So if I believe everything I read in the trade mags and blogs we are going to end up in a communications world where we digest our news via 50 x 5 syllable RSS headlines, updated every 0.1 seconds. We'll never have to see our friends. We can just type things on keyboards and our lives will flash in front of us via Facebook or whatever replaces it in a couple of years time.
The next thing for us to think abut in public relations, is at what pace will people we want to influence be reading our materials?
Right now, our emphasis is on pace and personalisation. Our default setting is consuming information as fast as possible to feed
some insecurity that we're either going to be left behind or left out. Via the principles of tagging we are delivering ideas to people who want to hear those ideas, and giving them something to get involved with. It's happening immediately, and instant communities are formed. My client Nokia's 'You Make It Reel' video production campaign would be a great example of that.
I've posted before though on the 'Joy Of Immersion.' DVD box sets sales are higher than ever. People immerse themselves joyfully into Lost, 24, Prison Break etc. Movie channels are running back-to-back movie franchise days. There is money to be made out of people who actually want to turn off all their devices and switch off.
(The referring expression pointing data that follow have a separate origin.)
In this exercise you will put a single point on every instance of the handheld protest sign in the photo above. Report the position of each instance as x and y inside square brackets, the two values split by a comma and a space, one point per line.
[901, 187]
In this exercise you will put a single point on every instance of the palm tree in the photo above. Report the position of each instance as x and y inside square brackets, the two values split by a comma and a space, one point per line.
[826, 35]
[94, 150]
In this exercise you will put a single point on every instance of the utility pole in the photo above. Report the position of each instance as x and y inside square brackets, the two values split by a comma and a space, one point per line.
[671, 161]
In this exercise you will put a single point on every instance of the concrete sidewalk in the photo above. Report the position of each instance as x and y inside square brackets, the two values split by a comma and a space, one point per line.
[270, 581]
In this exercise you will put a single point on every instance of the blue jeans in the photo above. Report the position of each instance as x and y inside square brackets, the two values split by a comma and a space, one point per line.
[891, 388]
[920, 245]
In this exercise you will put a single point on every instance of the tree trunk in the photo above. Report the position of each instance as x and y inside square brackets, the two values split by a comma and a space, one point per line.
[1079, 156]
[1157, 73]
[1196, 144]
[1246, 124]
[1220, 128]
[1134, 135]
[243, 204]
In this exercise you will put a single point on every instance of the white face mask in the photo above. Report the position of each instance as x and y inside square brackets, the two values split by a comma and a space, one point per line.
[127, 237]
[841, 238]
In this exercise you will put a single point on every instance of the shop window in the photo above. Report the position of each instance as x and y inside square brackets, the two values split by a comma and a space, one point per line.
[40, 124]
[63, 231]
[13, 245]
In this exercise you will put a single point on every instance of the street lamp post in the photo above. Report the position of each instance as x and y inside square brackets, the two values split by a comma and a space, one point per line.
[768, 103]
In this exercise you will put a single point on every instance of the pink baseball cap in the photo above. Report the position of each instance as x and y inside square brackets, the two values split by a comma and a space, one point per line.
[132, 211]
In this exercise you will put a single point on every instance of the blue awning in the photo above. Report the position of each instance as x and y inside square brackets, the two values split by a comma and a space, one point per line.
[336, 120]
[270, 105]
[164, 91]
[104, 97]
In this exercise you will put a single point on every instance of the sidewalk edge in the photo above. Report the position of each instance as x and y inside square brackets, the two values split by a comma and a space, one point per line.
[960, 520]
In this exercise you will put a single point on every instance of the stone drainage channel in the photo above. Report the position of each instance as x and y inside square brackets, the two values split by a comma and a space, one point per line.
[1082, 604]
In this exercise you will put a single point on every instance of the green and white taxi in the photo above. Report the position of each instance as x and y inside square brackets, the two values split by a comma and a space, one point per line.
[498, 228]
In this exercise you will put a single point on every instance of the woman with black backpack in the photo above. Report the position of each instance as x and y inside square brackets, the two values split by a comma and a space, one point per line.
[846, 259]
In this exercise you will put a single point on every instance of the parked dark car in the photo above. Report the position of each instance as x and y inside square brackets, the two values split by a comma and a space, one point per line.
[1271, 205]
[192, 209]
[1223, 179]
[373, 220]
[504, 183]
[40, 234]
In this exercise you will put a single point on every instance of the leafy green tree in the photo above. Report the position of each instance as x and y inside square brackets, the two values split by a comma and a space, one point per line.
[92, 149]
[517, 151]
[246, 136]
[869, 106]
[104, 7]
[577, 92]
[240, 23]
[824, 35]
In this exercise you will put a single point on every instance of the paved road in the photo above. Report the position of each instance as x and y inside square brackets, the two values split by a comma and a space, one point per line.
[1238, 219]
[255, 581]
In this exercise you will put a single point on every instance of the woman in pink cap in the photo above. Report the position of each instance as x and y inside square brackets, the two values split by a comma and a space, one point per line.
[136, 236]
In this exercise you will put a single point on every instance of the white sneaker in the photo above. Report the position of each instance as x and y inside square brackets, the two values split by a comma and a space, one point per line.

It is at these times that the brain is so receptive. If I read a book on holiday, it may take me 6 months to get to the beach, but when I read it, I absorb it, it stays with me, it may influence me for a whole year after.
Bill Gates who makes software, recognises the power of immersion. The man books himself a reading week once a year when he disappears off somewhere, shuts the doors and does his big thinking. If you can get something into his big pile of reading I think it's fair to say you could look on that as a decent PR result. You may not get your instant hit, but that could well be one of the longest, deepest, richest, most influential pieces of work you will ever carry out.
How our consumption patterns continue to develop is one to watch. There will still be time and space for a good long powerful read and a think. And the more we speed up, the more we'll crave it.